The three-year Second Phase of the Technical Cooperation Programme between the Mexican Government and the Office of the UN High Commissioner for Human Rights was signed on Monday 22 April. The Second Phase gives the IRCT the responsibility for the elaboration of training manuals and the training of health professionals and law enforcement personnel in the principles of investigating alleged cases of torture. The other three components of the Second Phase of the Programme are human rights mapping, strengthening of the National Human Rights Commission, and indigenous peoples' rights.
In relation to the human rights mapping, the IRCT was recently invited to participate in an international seminar in Mexico on identifying human rights indicators. The seminar was arranged by the National Human Rights Commission and formed part of the Montreux Process. This is an initiative launched in September 2000 with the aim of using statistics for measuring the implementation of human rights standards in a given country and promoting a multi-disciplinary dialogue to this end.
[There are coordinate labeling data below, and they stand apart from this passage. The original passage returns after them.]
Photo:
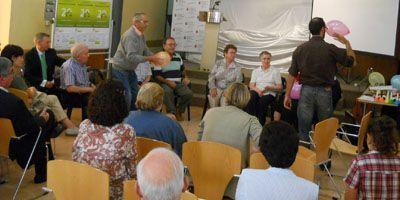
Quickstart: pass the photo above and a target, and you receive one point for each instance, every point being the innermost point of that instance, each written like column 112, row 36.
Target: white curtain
column 277, row 26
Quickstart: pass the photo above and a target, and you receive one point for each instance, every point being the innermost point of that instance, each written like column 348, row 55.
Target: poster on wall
column 82, row 21
column 187, row 30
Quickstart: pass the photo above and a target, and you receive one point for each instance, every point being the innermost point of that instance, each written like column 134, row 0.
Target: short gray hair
column 40, row 36
column 138, row 16
column 160, row 175
column 5, row 65
column 77, row 49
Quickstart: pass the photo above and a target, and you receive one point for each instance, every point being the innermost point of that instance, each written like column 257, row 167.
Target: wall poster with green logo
column 83, row 21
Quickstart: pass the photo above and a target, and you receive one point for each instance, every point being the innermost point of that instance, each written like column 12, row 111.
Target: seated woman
column 26, row 126
column 225, row 72
column 230, row 125
column 104, row 142
column 265, row 82
column 38, row 99
column 150, row 123
column 376, row 175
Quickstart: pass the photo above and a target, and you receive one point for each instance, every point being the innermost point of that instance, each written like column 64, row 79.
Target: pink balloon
column 295, row 93
column 336, row 26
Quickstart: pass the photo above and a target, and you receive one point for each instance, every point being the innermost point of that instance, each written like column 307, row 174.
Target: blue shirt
column 157, row 126
column 74, row 73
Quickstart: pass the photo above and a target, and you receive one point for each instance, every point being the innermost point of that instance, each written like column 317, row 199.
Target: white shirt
column 274, row 183
column 263, row 78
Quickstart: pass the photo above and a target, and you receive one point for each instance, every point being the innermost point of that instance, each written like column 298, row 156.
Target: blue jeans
column 129, row 80
column 313, row 99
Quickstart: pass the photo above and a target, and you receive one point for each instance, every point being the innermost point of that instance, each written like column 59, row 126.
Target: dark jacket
column 33, row 68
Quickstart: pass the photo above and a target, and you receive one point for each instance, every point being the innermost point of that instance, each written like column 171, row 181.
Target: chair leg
column 333, row 181
column 188, row 110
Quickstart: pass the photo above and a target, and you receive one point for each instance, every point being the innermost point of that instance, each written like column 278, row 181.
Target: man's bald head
column 160, row 175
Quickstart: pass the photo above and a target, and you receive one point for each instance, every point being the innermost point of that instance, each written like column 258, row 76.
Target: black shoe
column 39, row 179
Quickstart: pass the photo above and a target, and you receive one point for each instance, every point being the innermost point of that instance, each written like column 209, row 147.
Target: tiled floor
column 63, row 146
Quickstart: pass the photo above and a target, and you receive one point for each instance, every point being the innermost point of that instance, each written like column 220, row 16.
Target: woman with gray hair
column 160, row 176
column 150, row 123
column 229, row 124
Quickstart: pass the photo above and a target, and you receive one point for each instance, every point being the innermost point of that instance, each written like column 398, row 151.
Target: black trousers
column 75, row 100
column 258, row 106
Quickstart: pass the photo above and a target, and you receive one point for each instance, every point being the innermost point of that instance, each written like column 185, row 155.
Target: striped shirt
column 375, row 175
column 74, row 73
column 173, row 71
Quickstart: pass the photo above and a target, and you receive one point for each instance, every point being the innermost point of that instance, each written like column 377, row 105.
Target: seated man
column 25, row 126
column 279, row 144
column 75, row 79
column 264, row 83
column 143, row 73
column 174, row 80
column 160, row 174
column 40, row 64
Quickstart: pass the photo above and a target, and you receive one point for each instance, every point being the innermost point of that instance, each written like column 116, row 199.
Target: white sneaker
column 72, row 131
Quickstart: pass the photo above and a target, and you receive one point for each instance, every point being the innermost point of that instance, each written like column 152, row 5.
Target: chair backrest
column 20, row 94
column 145, row 145
column 304, row 168
column 130, row 190
column 362, row 132
column 258, row 161
column 72, row 180
column 211, row 165
column 324, row 133
column 6, row 133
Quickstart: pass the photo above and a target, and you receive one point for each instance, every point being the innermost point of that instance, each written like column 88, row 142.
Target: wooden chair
column 211, row 165
column 130, row 192
column 322, row 138
column 6, row 133
column 346, row 147
column 72, row 180
column 20, row 94
column 304, row 168
column 145, row 145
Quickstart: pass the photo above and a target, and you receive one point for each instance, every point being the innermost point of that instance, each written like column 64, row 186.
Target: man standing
column 316, row 61
column 40, row 62
column 174, row 81
column 131, row 51
column 75, row 79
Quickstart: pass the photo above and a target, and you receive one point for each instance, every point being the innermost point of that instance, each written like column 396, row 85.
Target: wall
column 5, row 10
column 155, row 10
column 27, row 20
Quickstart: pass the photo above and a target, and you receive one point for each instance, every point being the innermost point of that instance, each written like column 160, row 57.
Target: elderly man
column 131, row 51
column 160, row 176
column 25, row 125
column 174, row 81
column 40, row 63
column 75, row 79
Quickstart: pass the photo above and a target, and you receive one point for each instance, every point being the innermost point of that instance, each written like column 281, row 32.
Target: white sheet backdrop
column 277, row 26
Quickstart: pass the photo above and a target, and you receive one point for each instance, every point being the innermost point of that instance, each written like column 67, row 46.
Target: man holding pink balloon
column 316, row 61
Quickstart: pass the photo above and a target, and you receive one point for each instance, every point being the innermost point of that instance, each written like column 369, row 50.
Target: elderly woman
column 150, row 123
column 104, row 142
column 39, row 100
column 376, row 175
column 265, row 82
column 75, row 79
column 225, row 72
column 229, row 124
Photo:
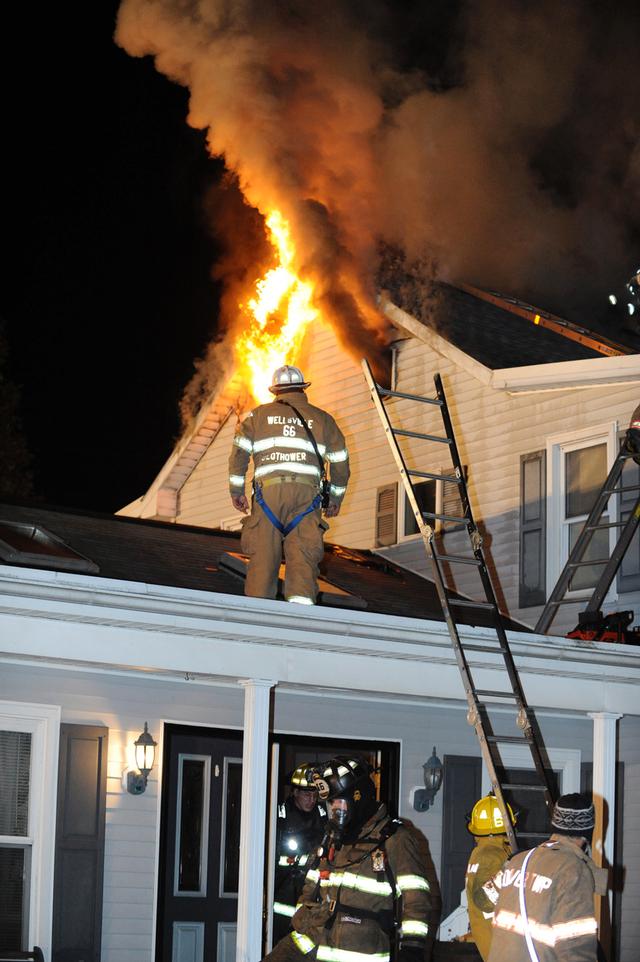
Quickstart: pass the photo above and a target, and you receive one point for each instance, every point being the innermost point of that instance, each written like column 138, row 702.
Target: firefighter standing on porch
column 491, row 851
column 544, row 905
column 290, row 441
column 367, row 891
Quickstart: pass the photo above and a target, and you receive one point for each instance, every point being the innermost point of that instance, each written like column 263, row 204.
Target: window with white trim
column 577, row 466
column 29, row 736
column 15, row 840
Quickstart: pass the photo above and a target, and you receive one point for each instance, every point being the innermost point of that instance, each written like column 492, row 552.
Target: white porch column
column 252, row 818
column 604, row 796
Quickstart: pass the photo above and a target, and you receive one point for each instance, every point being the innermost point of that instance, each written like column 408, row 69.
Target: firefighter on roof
column 491, row 851
column 544, row 906
column 301, row 827
column 367, row 890
column 290, row 441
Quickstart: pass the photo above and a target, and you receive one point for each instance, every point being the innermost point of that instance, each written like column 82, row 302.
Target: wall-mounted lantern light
column 145, row 750
column 432, row 772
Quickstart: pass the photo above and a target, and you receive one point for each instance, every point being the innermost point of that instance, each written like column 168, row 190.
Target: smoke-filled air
column 490, row 143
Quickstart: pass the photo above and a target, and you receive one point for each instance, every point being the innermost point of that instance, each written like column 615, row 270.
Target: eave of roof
column 67, row 620
column 529, row 379
column 160, row 500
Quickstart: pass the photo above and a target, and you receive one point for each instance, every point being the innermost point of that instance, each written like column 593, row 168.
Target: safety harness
column 321, row 499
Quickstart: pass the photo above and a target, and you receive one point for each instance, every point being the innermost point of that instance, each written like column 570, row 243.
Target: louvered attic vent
column 29, row 544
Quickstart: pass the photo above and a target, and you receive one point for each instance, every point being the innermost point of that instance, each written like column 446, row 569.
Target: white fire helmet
column 286, row 378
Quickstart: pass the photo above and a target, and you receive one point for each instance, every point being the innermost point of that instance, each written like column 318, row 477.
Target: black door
column 199, row 844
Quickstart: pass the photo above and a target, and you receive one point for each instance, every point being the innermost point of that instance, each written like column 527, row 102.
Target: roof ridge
column 559, row 325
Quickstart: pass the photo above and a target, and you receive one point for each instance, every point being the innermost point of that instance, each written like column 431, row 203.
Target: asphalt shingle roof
column 495, row 336
column 153, row 552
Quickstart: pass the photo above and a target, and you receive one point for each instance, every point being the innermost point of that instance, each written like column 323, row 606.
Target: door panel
column 198, row 885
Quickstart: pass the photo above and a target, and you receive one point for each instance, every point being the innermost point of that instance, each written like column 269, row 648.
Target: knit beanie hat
column 574, row 815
In addition, the IRCT is promoting an initiative for ad hoc visits to detention centres by NGOs and members of the Mexican human rights commissions to assess the prevalence of torture in high-risk areas. This initiative would further contribute to the prevention of torture, the mapping of the torture situation, and the establishment of a system of national accountability, which has long been a priority for the IRCT.
The IRCT is also collaborating with independent forensic experts regarding the case of Guillermo Vélez Mendoza, who died in police custody in March this year. The family of the deceased requested the IRCT to provide an expert opinion on the cause of death, amid allegations that the deceased was tortured to death by police, and the fact that three different autopsies issued deliver three different conclusions.